Tuesday 17 January 2012

PELANGI TERAKHIR



 Alya berjalan tergesa-gesa tanpa peduli kalau aku masih belum mengerti apa yang dia maksud. Kami berdua melewati lorong rumah sakit yang penuh hiruk pikuk kesibukan. Alya tidak menoleh sama sekali, dia bahkan tak melirik ketika ada mayat berpapasan dengannya. Aku semakin penasaran dengan apa yang mau dia tunjukkan padaku di tempat ini.

Dini hari, setelah sholat tahajud, aku tanpa sengaja menjatuhkan mug hingga pecah. Perasaan aneh langsung membuatku merinding. Aku menatap terpaku pada benda itu dengan perasaan bingung. Mug itu sudah lama berada di meja tapi tak pernah kupakai lagi. Aku juga sudah hampir lupa dengan keberadaannya. Tapi kenapa dia menunjukkan dirinya padaku sekarang.?

Saat itulah Alya menelepon. Aku bertanya-tanya, ada apa anak ini mencariku malam-malam begini. Tapi yang  kudapat bukanlah jawaban, melainkan pertanyaan lagi. Dia membawaku ke rumah sakit tapi tidak menjelaskan apa yang mau dia perlihatkan.

Dia membawaku ke ruangan yang agak jauh di belakang.

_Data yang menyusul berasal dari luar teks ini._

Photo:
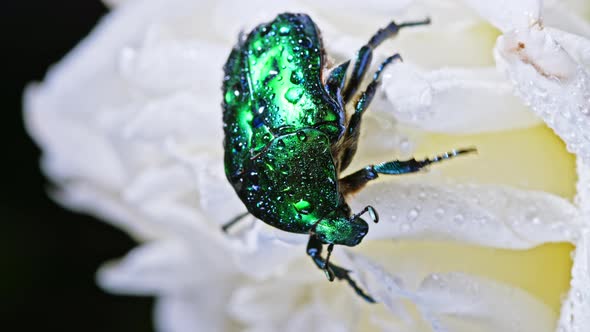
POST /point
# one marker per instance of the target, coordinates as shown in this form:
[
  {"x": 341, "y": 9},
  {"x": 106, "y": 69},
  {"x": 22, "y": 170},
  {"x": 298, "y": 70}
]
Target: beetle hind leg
[
  {"x": 353, "y": 127},
  {"x": 225, "y": 227},
  {"x": 365, "y": 54},
  {"x": 314, "y": 250},
  {"x": 357, "y": 180}
]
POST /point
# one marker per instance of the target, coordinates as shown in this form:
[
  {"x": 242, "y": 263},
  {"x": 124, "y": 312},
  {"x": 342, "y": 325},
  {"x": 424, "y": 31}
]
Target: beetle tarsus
[{"x": 314, "y": 250}]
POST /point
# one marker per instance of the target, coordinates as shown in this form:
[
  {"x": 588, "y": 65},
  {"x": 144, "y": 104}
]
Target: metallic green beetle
[{"x": 288, "y": 136}]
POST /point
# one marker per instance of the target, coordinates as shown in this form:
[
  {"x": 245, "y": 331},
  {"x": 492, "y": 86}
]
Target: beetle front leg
[
  {"x": 365, "y": 55},
  {"x": 357, "y": 180},
  {"x": 314, "y": 250}
]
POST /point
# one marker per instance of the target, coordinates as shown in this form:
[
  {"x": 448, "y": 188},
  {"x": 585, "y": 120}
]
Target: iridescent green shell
[{"x": 280, "y": 124}]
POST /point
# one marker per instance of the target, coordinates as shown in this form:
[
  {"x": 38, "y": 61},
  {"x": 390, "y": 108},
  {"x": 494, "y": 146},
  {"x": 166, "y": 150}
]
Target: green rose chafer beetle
[{"x": 288, "y": 136}]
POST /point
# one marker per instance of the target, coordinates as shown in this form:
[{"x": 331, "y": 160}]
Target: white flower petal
[
  {"x": 203, "y": 309},
  {"x": 487, "y": 215},
  {"x": 456, "y": 302},
  {"x": 507, "y": 14},
  {"x": 164, "y": 267},
  {"x": 549, "y": 79},
  {"x": 559, "y": 14},
  {"x": 455, "y": 100},
  {"x": 575, "y": 309},
  {"x": 95, "y": 159},
  {"x": 89, "y": 198}
]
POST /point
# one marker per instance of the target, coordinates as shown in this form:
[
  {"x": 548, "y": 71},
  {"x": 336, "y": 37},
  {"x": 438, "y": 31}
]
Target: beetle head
[{"x": 339, "y": 228}]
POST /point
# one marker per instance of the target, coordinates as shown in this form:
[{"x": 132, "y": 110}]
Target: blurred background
[{"x": 48, "y": 255}]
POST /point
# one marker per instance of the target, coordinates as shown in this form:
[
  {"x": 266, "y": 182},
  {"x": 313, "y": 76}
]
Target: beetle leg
[
  {"x": 314, "y": 250},
  {"x": 372, "y": 213},
  {"x": 234, "y": 221},
  {"x": 357, "y": 180},
  {"x": 365, "y": 54},
  {"x": 335, "y": 81},
  {"x": 352, "y": 132}
]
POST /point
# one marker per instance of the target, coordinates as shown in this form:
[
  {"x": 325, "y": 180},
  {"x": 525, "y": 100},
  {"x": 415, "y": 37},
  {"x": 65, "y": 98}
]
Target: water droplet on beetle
[
  {"x": 284, "y": 30},
  {"x": 296, "y": 77},
  {"x": 301, "y": 135},
  {"x": 294, "y": 94},
  {"x": 303, "y": 206}
]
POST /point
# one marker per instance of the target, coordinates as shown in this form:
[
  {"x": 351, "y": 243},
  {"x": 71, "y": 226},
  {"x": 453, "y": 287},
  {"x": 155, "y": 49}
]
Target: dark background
[{"x": 48, "y": 255}]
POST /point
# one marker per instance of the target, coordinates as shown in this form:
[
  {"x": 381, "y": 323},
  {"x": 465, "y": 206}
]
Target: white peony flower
[{"x": 130, "y": 126}]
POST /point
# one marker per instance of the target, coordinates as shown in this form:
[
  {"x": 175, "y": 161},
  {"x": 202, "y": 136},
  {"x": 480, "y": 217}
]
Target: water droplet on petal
[{"x": 413, "y": 214}]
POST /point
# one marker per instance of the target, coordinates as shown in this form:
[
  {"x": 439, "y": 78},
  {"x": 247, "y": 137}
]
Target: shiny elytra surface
[{"x": 280, "y": 124}]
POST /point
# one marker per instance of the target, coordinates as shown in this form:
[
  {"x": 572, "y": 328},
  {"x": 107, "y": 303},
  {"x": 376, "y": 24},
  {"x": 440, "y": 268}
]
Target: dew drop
[
  {"x": 296, "y": 77},
  {"x": 413, "y": 214},
  {"x": 301, "y": 135},
  {"x": 303, "y": 206},
  {"x": 284, "y": 30},
  {"x": 404, "y": 227},
  {"x": 294, "y": 94},
  {"x": 439, "y": 212}
]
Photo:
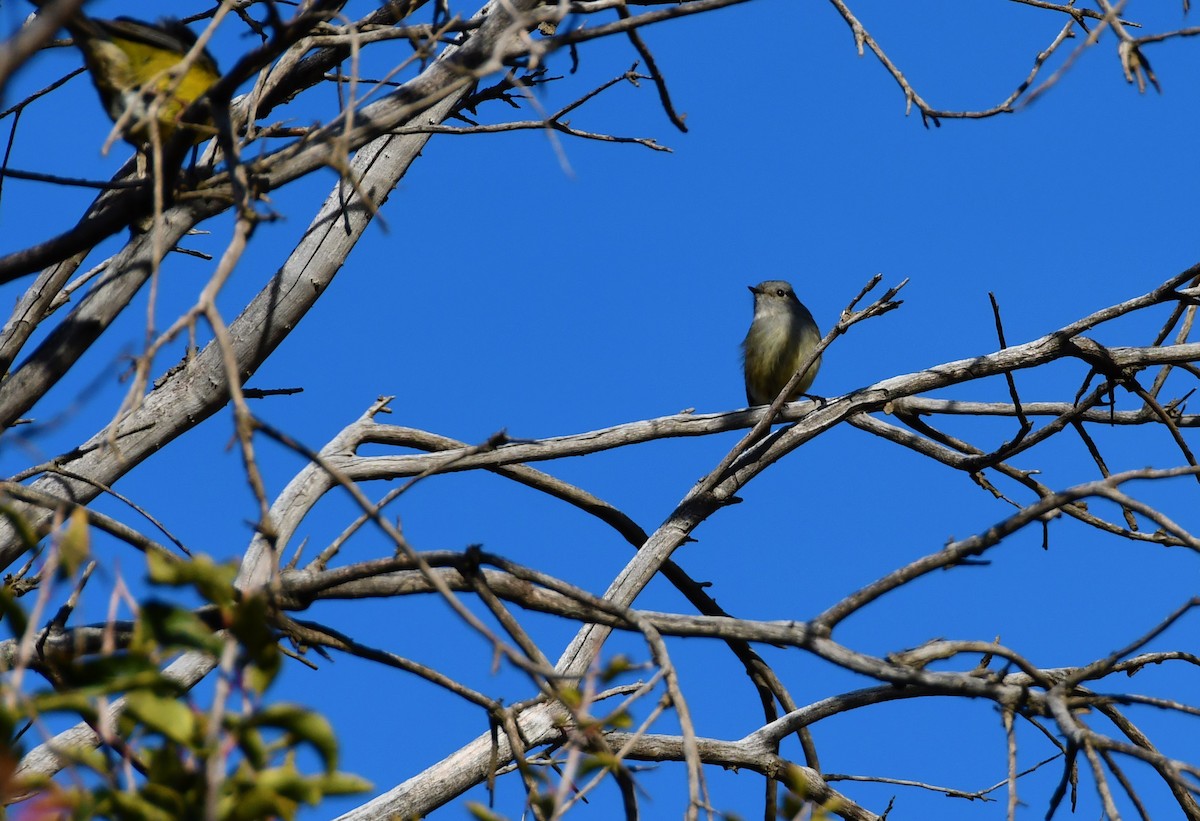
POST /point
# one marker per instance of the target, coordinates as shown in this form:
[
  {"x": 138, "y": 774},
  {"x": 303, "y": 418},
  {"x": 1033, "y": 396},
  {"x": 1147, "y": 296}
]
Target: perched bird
[
  {"x": 132, "y": 64},
  {"x": 783, "y": 335}
]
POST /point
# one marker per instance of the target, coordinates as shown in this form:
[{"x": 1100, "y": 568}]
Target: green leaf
[
  {"x": 75, "y": 546},
  {"x": 167, "y": 717},
  {"x": 213, "y": 581},
  {"x": 169, "y": 627},
  {"x": 117, "y": 673},
  {"x": 305, "y": 726}
]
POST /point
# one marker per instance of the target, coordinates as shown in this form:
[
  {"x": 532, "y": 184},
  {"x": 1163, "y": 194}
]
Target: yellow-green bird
[
  {"x": 781, "y": 337},
  {"x": 133, "y": 64}
]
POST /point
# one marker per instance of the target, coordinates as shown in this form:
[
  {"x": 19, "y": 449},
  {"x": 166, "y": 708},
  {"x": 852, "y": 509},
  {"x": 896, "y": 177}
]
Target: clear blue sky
[{"x": 508, "y": 292}]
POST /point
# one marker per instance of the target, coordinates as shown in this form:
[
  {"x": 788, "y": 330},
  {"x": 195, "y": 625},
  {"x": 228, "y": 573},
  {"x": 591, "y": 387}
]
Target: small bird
[
  {"x": 132, "y": 63},
  {"x": 783, "y": 335}
]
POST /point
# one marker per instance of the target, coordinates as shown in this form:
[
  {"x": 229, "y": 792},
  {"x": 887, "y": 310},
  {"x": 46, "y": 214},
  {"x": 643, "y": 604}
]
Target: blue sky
[{"x": 509, "y": 292}]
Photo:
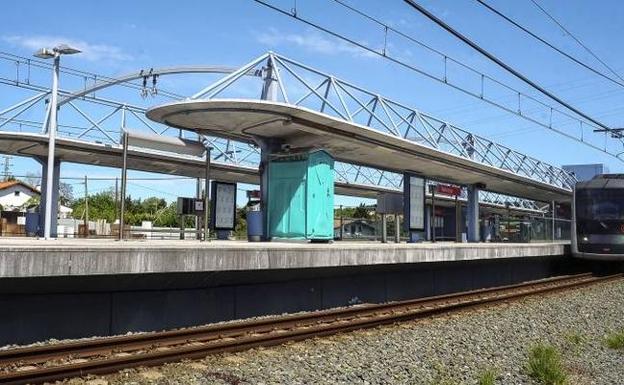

Begitu melihat siapa yang berada di dalam jantungku seperti terhenti sejenak. Langkahku juga terhenti. Ruangan putih itu tiba-tiba menjadi angker. Kakiku menjadi sangat berat untuk mengikuti Alya masuk ke dalam.

"Ayo masuk!" kata Alya sambil menoleh ke arahku. Aku ragu.

Dua orang yang berada di dalam situ serentak menoleh. Mataku bertemu pandang dengan laki-laki yang berdiri di dekat tempat tidur. Namanya Deva. Aku pernah bertemu sekali dengannya, tapi tatapan matanya tidak sedingin ini.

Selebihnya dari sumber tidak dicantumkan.